Defra has faced criticism with regard to the manner in which the department consulted on its recently-launched Waste Prevention Programme for England
Karen Lepper – deputy director of waste strategy and management at Defra – restated the Department’s stance whilst speaking at the Westminster Energy, Environment and Transport Forum, stating that waste prevention targets “can be distorting” and that the government’s role in waste is to take actions “only where it can”.
Addressing Ms Lepper, Peter Laybourn – chief executive of consulting firm International Synergies – stated that responses submitted by the firm as part of the consultation had been “ignored” suggesting that the final Programme failed to include sufficient industry evidence.

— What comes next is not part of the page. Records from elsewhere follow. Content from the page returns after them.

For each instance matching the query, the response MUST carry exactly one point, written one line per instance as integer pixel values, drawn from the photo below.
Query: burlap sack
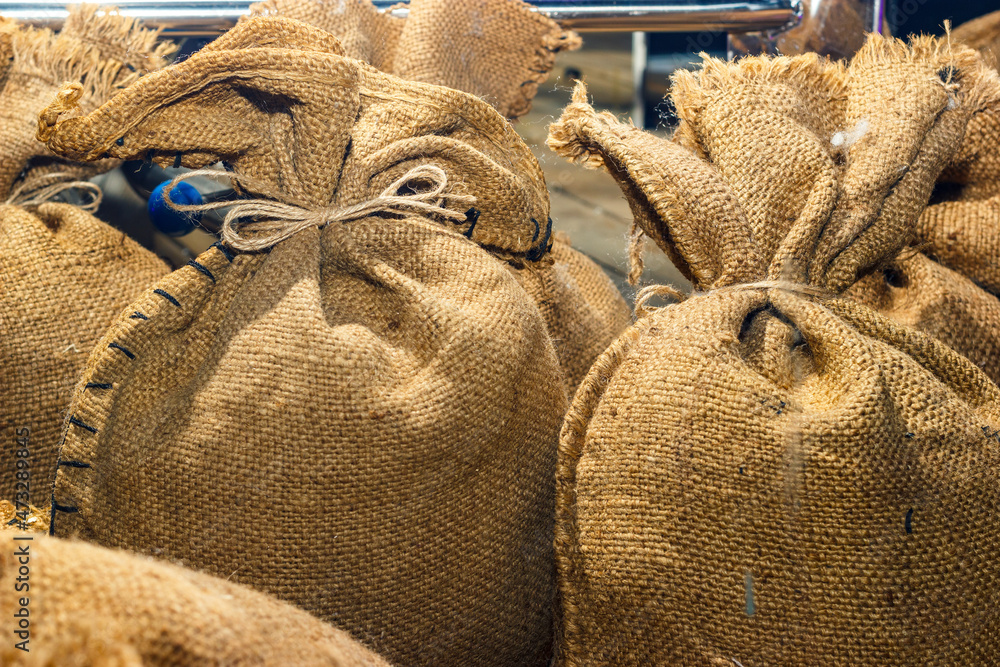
(498, 50)
(913, 289)
(90, 606)
(361, 420)
(982, 33)
(64, 275)
(961, 227)
(770, 473)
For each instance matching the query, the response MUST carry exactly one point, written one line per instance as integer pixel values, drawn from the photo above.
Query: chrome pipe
(191, 18)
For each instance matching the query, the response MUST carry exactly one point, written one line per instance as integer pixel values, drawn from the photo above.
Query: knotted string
(270, 221)
(649, 292)
(46, 187)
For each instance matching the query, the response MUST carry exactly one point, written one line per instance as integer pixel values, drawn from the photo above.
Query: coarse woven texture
(961, 227)
(104, 51)
(367, 414)
(770, 473)
(93, 607)
(583, 310)
(833, 110)
(64, 275)
(982, 33)
(922, 294)
(24, 517)
(497, 50)
(64, 278)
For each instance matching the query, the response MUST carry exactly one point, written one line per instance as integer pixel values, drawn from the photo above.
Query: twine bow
(270, 222)
(45, 188)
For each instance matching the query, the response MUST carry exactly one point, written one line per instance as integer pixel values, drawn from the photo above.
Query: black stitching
(472, 215)
(201, 269)
(86, 427)
(226, 252)
(539, 251)
(72, 464)
(168, 297)
(116, 346)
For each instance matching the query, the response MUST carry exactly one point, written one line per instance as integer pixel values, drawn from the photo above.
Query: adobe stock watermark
(22, 550)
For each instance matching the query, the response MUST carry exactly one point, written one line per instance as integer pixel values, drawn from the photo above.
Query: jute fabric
(769, 472)
(93, 607)
(64, 275)
(497, 50)
(369, 408)
(500, 51)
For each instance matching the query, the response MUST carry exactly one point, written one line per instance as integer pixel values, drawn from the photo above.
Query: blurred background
(628, 74)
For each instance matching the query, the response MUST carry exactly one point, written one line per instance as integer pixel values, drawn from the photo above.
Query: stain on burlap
(500, 51)
(361, 420)
(770, 473)
(64, 274)
(93, 606)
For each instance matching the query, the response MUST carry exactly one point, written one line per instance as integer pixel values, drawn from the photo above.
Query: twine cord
(651, 291)
(270, 221)
(45, 188)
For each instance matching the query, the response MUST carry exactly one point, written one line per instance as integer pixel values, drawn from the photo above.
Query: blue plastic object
(170, 221)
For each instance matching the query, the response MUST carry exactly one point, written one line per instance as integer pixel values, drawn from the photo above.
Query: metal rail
(184, 18)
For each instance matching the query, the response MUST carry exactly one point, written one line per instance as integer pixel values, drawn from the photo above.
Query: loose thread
(45, 188)
(272, 221)
(636, 265)
(651, 291)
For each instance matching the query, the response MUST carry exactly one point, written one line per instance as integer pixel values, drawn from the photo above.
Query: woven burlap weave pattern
(363, 419)
(498, 50)
(769, 473)
(64, 275)
(96, 607)
(961, 227)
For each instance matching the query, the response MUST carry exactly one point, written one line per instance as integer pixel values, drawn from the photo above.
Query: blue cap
(170, 221)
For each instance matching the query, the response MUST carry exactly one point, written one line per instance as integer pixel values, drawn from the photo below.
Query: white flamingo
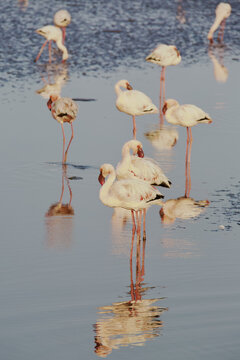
(164, 55)
(63, 110)
(52, 33)
(185, 115)
(131, 194)
(133, 102)
(223, 11)
(141, 168)
(62, 19)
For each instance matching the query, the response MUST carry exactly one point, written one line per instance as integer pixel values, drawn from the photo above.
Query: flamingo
(131, 194)
(62, 18)
(52, 33)
(132, 167)
(164, 55)
(63, 110)
(133, 102)
(223, 11)
(185, 115)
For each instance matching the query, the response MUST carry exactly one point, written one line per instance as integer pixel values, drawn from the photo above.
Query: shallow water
(67, 282)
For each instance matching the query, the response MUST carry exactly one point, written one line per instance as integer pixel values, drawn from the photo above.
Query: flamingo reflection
(59, 217)
(132, 322)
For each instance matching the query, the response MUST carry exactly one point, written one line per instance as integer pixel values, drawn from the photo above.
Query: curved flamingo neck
(104, 191)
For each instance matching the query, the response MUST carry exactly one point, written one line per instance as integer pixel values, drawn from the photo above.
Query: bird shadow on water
(132, 322)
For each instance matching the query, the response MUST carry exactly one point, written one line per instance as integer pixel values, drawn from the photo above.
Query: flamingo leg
(134, 127)
(64, 34)
(64, 139)
(50, 50)
(143, 258)
(65, 157)
(41, 50)
(60, 201)
(221, 31)
(186, 164)
(144, 224)
(131, 254)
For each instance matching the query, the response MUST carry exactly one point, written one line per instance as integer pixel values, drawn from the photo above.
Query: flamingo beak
(101, 178)
(140, 152)
(161, 212)
(49, 103)
(164, 109)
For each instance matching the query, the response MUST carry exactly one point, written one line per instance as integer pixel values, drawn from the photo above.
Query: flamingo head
(168, 104)
(51, 100)
(140, 151)
(101, 178)
(128, 86)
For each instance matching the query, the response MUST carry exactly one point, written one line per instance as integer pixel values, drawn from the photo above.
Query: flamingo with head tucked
(52, 33)
(62, 19)
(133, 102)
(131, 194)
(164, 55)
(63, 110)
(139, 167)
(223, 11)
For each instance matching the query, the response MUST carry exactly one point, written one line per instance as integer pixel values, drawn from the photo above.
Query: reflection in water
(180, 13)
(220, 71)
(23, 4)
(181, 208)
(57, 76)
(130, 322)
(59, 218)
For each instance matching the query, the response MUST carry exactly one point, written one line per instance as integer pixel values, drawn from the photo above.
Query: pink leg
(221, 31)
(134, 127)
(144, 224)
(49, 50)
(65, 157)
(186, 164)
(64, 34)
(41, 50)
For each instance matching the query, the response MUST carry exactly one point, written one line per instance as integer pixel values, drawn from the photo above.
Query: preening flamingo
(63, 110)
(185, 115)
(52, 33)
(164, 55)
(133, 102)
(62, 18)
(141, 168)
(223, 11)
(132, 194)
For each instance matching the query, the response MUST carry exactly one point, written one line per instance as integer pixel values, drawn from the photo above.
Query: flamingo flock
(132, 185)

Amongst those addressing the Waste Prevention Programme for England was professor of applied environmental science at University of Southampton, Ian Williams. He went on to say that his former responses to consultations had also not been taken into account.
Ms Lepper responded:
“We weren’t able to include everything in our programme. We had a huge number of responses. But this doesn’t mean that it won’t be taken forward in the future.”
The market development manager at the Furniture Reuse Network (FRN) Helen Middleton asked the panel what the implications were regarding to the lack of targets for reuse in the Programme.
In response, panellist Wayne Hubbard – chief operating officer of the London Waste and Recycling Board (LWARB) – said:
“I am not convinced that the lack of targets is a bad thing.”
He added that the main focus was to look at financing reuse businesses and infrastructure in England, saying:
“I think there is an economic case and we have to go out and make that case first, which takes some time.”